You have questions—Lunchbreak interviewees give answers

From time to time, I receive questions from the readers of the Lunchbreak column about their business, asking to share advice from others who have been there, done that.

I sent five of these questions to several people featured in past Lunchbreaks and asked for their responses. Their answers were nuanced, honest and relatable.

I hope you enjoy this week’s article, and I would love to hear any specific questions you would want me to ask in the future. Please email me at [email protected] with your questions.
Looking forward to hearing from you,   –Nesanel 

What’s new in your company and your life since we last spoke?
David Pilchik: Baruch Hashem, we are continuing to grow. Recently, with pressure because of increased interest rates and inflation, we are finding that we are working a lot harder to do the same business as before. B’ezras Hashem, we are continuing our upwards trajectory.

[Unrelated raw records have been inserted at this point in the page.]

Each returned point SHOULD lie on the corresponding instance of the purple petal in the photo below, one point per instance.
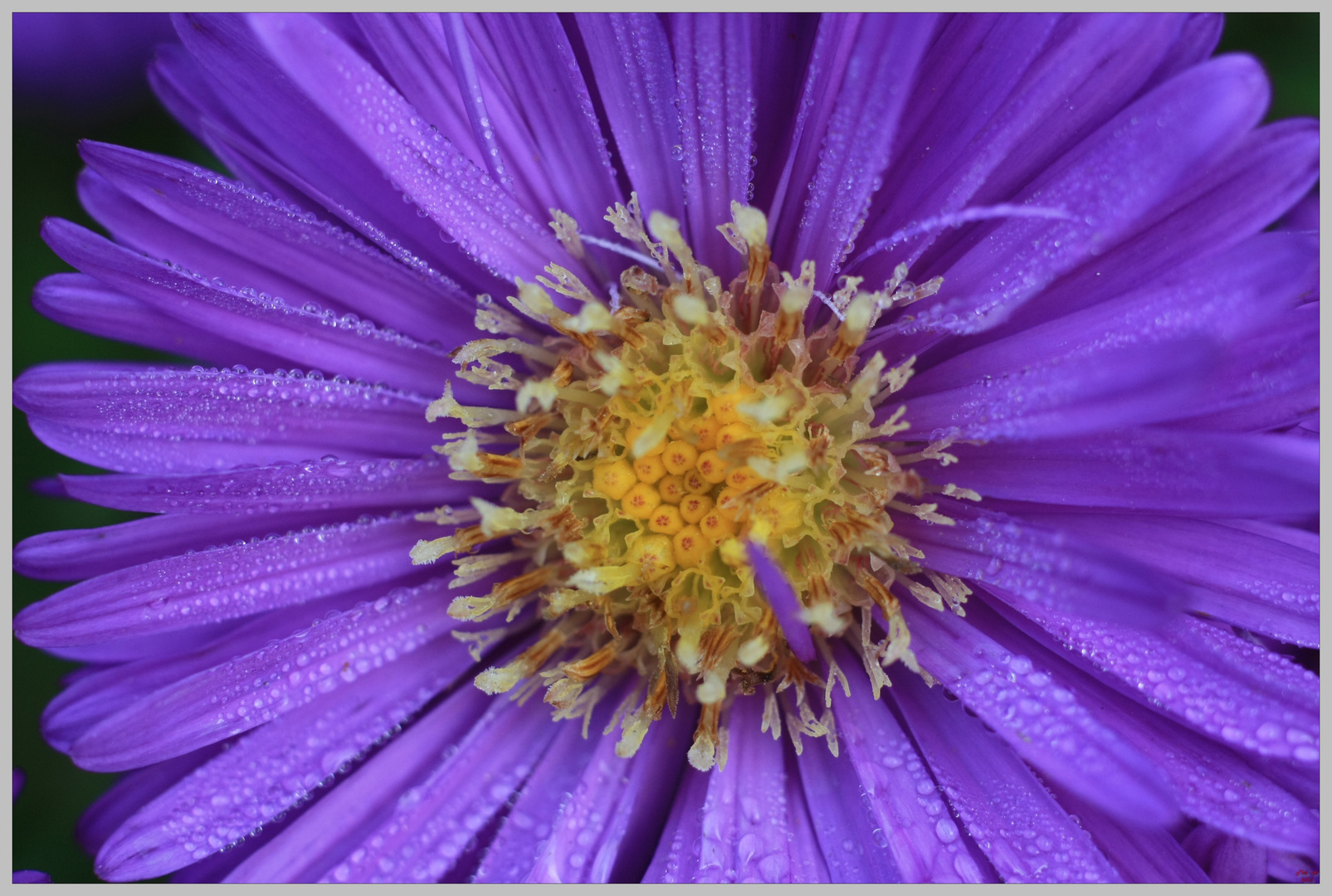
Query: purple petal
(1305, 216)
(556, 127)
(744, 816)
(232, 232)
(995, 795)
(304, 334)
(832, 44)
(244, 84)
(953, 136)
(246, 691)
(900, 796)
(1142, 855)
(1267, 578)
(275, 768)
(83, 553)
(31, 878)
(860, 138)
(1227, 859)
(1144, 469)
(1215, 299)
(1204, 677)
(853, 842)
(632, 61)
(1226, 207)
(715, 103)
(1267, 381)
(515, 851)
(317, 485)
(224, 583)
(413, 51)
(457, 196)
(330, 830)
(783, 601)
(609, 825)
(436, 821)
(1042, 565)
(1109, 183)
(1197, 40)
(1094, 67)
(1034, 711)
(1114, 387)
(676, 860)
(1210, 782)
(132, 792)
(145, 420)
(101, 693)
(85, 304)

Marty (Motty) Waisbrod: Dealing with market challenges has pretty much occupied most of my time. Interest rates have kept many jobs from starting, so learning to diversify our clientele to help mitigate that is a full-time job.

Jake (Yitzy) Weiss: Well, the world has absolutely changed! Commercial real estate has certainly taken a substantial turn since we last spoke. While it’s challenging, I think like anything else, it’s also a time that will present more opportunities, and we are starting to see them come to fruition. Capital markets are tight and scary right now, but that is also giving life to an environment for purchasing debt that banks don’t want to get stuck with. So we have to evolve with the world. We realize that no matter what happens, it’s all in the hands of Hashem; our job is to simply do our hishtadlus and leave the rest up to His plan. Focusing on the things that are really important, like the growth of my grandchildren and family, making simchahs, and working on my avodah, has absolutely filled in the gap where parnasah may be challenging at times.

David Junik: On a personal level, I continue to serve on the board of Beth Rivka, and we’ve recently made some exciting investments. We purchased an upscale camp in Bushkill Falls that will accommodate over 500 girls who can’t afford camp, as well as a dorm to accommodate out-of-town girls.
Professionally, my company has been thriving in the ever-changing real estate market. We’ve successfully represented some of the largest institutional industrial ownership in the country and have also secured deals with large institutional tenants. This diversification has been crucial, especially during slow sales markets compared to the leasing market.

Reuven Kahane: Since the article, we have continued to buy new properties in the same core markets we previously bought in. Obviously, it has been harder to find deals due to the high interest rates, but we came upon a few opportunistic deals directly from bank servicers and very large institutions that were forced to sell.
I’m on the final edit of the book that I described in the article, and I am very excited to start the distribution process in the coming months.

Mort Fertel: Nothing particularly interesting.

Yoel Israel: We founded a new brand called, where we film the leading names and personalities in Israeli tech and promote it. We are making a true impact on the Israeli tech ecosystem.

Alex Haruni: We chatted towards the end of Covid, and we were still recovering from that. Since then, business was okay, and we were focusing to build up our on-trade business in Israel. We were managing a few rebrands within the portfolio and the introduction of new products into the market. We were also focusing on brand building in the local market.
But as I’m sure you are aware, our lives were changed forever with the tragic events of October 7. The country went through an unfathomable trauma and is still reeling from it. Apart from the murdered and kidnapped, about 10% of our population is mobilized in the north and the south. I don’t think that there is one business in Israel that doesn’t have members of its staff enlisted in the reserves. And the effect of the war is very far-reaching.
Our business is located on the northern border with Lebanon and not a day has gone by since the beginning of the war that we haven’t heard the noise of the encroaching conflict. Every day we come to work with a degree of uncertainty, never knowing whether we will be able to return the following day.

Doron Myersdorf: We have made huge progress on the technology—reaching 1700 cycles of consecutive extreme fast charging with 330 Wh/kg. We connected with 15 car makers that have been testing these battery cells.


An employee requested a raise, but I do not feel that they deserve it. How would you deal with that?
David Pilchik: Take the time to explain that to them. If they are doing a bad job, fire them. If they are doing a good job but not good enough to qualify for a raise, give them a path to get there.
Either say, “I appreciate your hard work. At this time you are fulfilling your duties as expected, but this does not warrant an increase.”
Or you can say, “I want you to succeed and enhance your compensation, so here are the clear steps you need to take for us to revisit this conversation.”

Marty (Motty) Waisbrod: Consider if you can manage without them, because that might be their other option. That employee may leave, and if their position is an important one, remember that filling it may take more time and cost more than you anticipate—making that requested raise the lesser evil. You have to consider that even if the employee may not deserve it, it may make financial sense, nonetheless.